Jáaji Approx, 2015, HD video, stereo, color (7 minutes 39 seconds)

Film description: Logging and approximating a relationship between audio recordings of my father and videos gathered of the landscapes we have both separately traversed. The initial distance between the logger and the recordings, of recollections and of songs, new and traditional, narrows while the images become an expanding semblance of filial affect. Jáaji is a near translation for directly addressing a father in the Hočak language.
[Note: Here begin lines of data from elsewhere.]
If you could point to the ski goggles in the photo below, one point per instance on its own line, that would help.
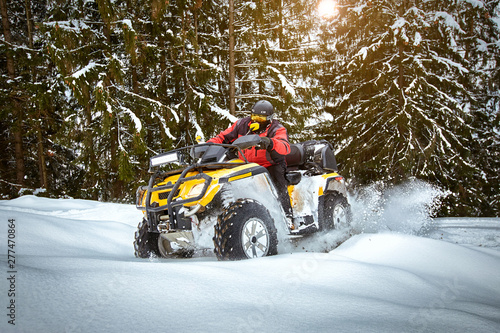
(259, 118)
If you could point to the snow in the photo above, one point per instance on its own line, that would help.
(75, 272)
(84, 70)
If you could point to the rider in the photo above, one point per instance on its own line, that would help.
(275, 146)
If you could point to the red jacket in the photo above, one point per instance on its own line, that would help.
(275, 131)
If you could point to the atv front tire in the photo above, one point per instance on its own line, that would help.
(145, 243)
(245, 230)
(334, 212)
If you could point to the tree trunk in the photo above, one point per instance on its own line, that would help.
(232, 74)
(17, 128)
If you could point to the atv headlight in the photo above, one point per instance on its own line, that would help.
(140, 196)
(196, 190)
(164, 159)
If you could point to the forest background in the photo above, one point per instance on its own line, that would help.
(409, 89)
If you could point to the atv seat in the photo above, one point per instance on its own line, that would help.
(293, 161)
(296, 156)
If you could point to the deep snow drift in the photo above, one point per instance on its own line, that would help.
(401, 272)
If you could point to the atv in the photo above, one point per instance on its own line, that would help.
(208, 196)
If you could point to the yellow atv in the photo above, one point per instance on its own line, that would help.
(209, 196)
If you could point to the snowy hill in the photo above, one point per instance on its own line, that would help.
(75, 271)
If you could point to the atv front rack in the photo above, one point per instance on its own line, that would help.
(209, 155)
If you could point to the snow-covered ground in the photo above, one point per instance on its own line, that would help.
(74, 271)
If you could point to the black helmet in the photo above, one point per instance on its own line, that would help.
(262, 113)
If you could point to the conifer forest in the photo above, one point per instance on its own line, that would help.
(403, 89)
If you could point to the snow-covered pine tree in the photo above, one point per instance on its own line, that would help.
(274, 49)
(399, 93)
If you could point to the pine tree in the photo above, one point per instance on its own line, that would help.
(400, 93)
Sky Hopinka (Ho-Chunk Nation/Pechanga Band of Luiseño Indians) was born and raised in Ferndale, Washington and spent a number of years in Palm Springs and Riverside, California, Portland, Oregon, and Milwaukee, Wisconsin. In Portland he studied and taught chinuk wawa, a language indigenous to the Lower Columbia River Basin. His video, photo, and text work centers around personal positions of Indigenous homeland and landscape, designs of language as containers of culture expressed through personal, documentary, and non fiction forms of media. He received his BA from Portland State University in Liberal Arts and his MFA in Film, Video, Animation, and New Genres from the University of Wisconsin-Milwaukee.
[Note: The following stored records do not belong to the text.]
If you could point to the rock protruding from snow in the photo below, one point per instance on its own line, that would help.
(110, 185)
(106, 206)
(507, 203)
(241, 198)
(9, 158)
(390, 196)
http://www.skyhopinka.com/

the sun, the moon, the fig tree… (7 minutes 16 seconds)

Yétundé Olagbaju is an artist and maker, currently residing in Oakland, CA. They utilize performance, sculpture, action, gesture, and performance as through-lines for inquiries regarding Black labor, legacy and processes of healing. They are rooted in the need to understand history, the people that made it, the myths surrounding them and how their own body is implicated in history’s timeline.

They have shown work and projects with Oakland Museum of California, New Image Gallery, Pt. 2 Gallery, Southern Exposure, Guerrero Gallery, SOMArts Cultural Center, The New School, and Art Basel. They have collaborated with institutions such as San Francisco Museum of Modern Art, Facebook, Museum of the African Diaspora, CounterPulse and Yerba Buena Center for the Arts.

They hold an MFA from Mills College and are the recipient of the inaugural Nancy Cook Fellowship, the Murphy Cadogan Awards, the Jay Defeo Award, and the Headlands Center for the Arts Graduate Fellowship.

https://yetundeolagbaju.com/

Group conversation: Anti-racist practice in LIS

Maxwell Holland will moderate a group conversation with panelists, participants, and attendees about strategies and commitments towards anti-racist practice and the effort to dismantle white supremacy in LIS. The conversations will be foregrounded and sparked by readings from the Black Excellence in LIS Syllabus list, started by UCLA Librarian T-Kay Sangwand.